A considerable amount of plant life can be seen edging slowly inland and making the most of the available freshwater supplies and the abundant carbon dioxide in the atmosphere considered at least five times higher than today. A very warm period by any standard. The coolest place on Earth in the summer time would have to be at the poles of the planet. Here the temperatures rarely get above 28 degrees celsius. Anywhere else and you must stay protected underneath the plant life. Under these relatively favourable conditions, the first animals to adapt quite well to land still depended a great deal on a rich water supply for their survival and benefiting from the shade of the plants.

As plants made yet another push to spread to every corner of the land, oxygen levels in the air increase once more and so benefiting the rapid development of animal life on land. Among the plant life that existed included a variety of conifer trees of various sizes which, at the time, made-up a large proportion of prehistoric forests.

Ancient fern trees are a common sight for this era. Image available from http://www.handprint.com/PS/GEO/carbl.jpg.
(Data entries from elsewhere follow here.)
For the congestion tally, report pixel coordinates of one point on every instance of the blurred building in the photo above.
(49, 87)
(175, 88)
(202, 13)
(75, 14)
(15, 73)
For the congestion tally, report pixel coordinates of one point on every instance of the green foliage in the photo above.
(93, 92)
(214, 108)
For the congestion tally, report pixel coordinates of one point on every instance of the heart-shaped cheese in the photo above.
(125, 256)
If humans could be sent back in time to this period, you could survive the environment, other than to try and keep many of the creepy crawlies off of you. Should these creatures get any larger, as they will soon, they could pose a dangerous situation for humans in surviving the insectoid onslaught.

364 MILLION YEARS AGO

Another major and widespread extinction occurred in Late Devonian period (1). Although not as great as the first major extinction, enough creatures in the sea (about 82 percent of species and 55 percent of genera), especially many coral reef invertebrates and primitive fish species, had their lives curtailed by something in the environment, possibly an asteroid impact over land.

In fact, it is now known that a 5 kilometre-wide asteroid did crash to Earth between 350 and 200 million years ago. The evidence for this has been found in Australia after a team of geoscientists from the WA Department of Minerals and Energy's Geological Survey of WA discovered a massive 120 kilometre-wide crater buried between 60 metres and 100 metres below the ground. The impact site, centered around a remote station of Woodleigh in mid-north coastal Western Australia (WA), is thought to have created a sudden drop in temperature in the area as dust was thrown high into the atmosphere, blocking the heat and light from the sun from reaching the ground.
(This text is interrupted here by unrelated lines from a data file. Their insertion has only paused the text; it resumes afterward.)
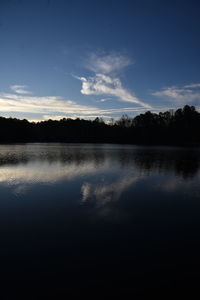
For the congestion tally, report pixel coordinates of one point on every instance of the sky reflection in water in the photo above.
(100, 210)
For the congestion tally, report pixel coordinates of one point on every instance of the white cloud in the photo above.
(107, 64)
(187, 94)
(20, 89)
(50, 106)
(105, 82)
(101, 84)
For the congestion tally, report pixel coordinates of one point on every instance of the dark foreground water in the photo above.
(105, 220)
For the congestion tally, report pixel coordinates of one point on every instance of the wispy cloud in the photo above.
(105, 82)
(101, 84)
(181, 95)
(107, 63)
(20, 89)
(56, 107)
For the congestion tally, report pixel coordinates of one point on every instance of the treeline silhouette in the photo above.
(180, 127)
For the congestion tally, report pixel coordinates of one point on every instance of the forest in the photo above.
(174, 127)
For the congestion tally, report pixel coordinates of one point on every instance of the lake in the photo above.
(109, 219)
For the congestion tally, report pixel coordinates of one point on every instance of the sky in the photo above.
(91, 59)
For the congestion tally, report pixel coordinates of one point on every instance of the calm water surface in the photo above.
(123, 219)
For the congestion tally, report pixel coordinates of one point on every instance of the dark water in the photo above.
(106, 219)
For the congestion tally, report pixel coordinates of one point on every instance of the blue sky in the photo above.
(97, 58)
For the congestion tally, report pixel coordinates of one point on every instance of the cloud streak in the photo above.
(104, 81)
(50, 106)
(106, 64)
(20, 89)
(187, 94)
As geoscientist Dr Robert Iasky said:

"...The crashing into earth of the asteroid would have been destructive locally, causing huge earthquakes and volcanic activity, while minor tremors and possible volcanic action would have occurred in other parts of the world.

There also would have been massive amounts of dust, and it would have been virtually like a nuclear winter but 1000 times worse — it would have virtually killed all the plants because there would have been prolonged darkness over a six-month period." (2)

Of course, whether this catastrophic event was the cause for the massive Late Devonian extinction is still debatable.

NOTE 1: Certainly global cooling did occur at this time leading to a massive ice age. When this happened, sea levels dropped exposing more of the continent of Gondwana, and quite possibly put an end to the more watery-sensitive shallow sea inhabitants unless they could adapt to the open oceans. Certainly those already in the open oceans could benefit from a more constant temperature despite the cooler conditions on land. But some scientists prefer to avoid the asteroid theory on this occasion in favour of natural climate change (whatever that means).

NOTE 2: Indrani Mukherjee, a researcher from the Centre of Excellence in Ore Deposits (CODES) at the University of Tasmania has noticed in pyrite grains obtained from cored samples of black shale drilled in the ocean bed has uncovered a lowering of selenium in the oceans at around the time of this extinction as opposed to other periods when no extinctions showed high levels of selenium. The exact cause for this is unclear, but she is raising the possibility that the extinction need not have to originate from outside the Earth. Perhaps a lack of tectonic plate activity could have reduced the amount of minerals available to organisms in the oceans to grow and this could affect other species on land. More investigations are taking place to determine the cause.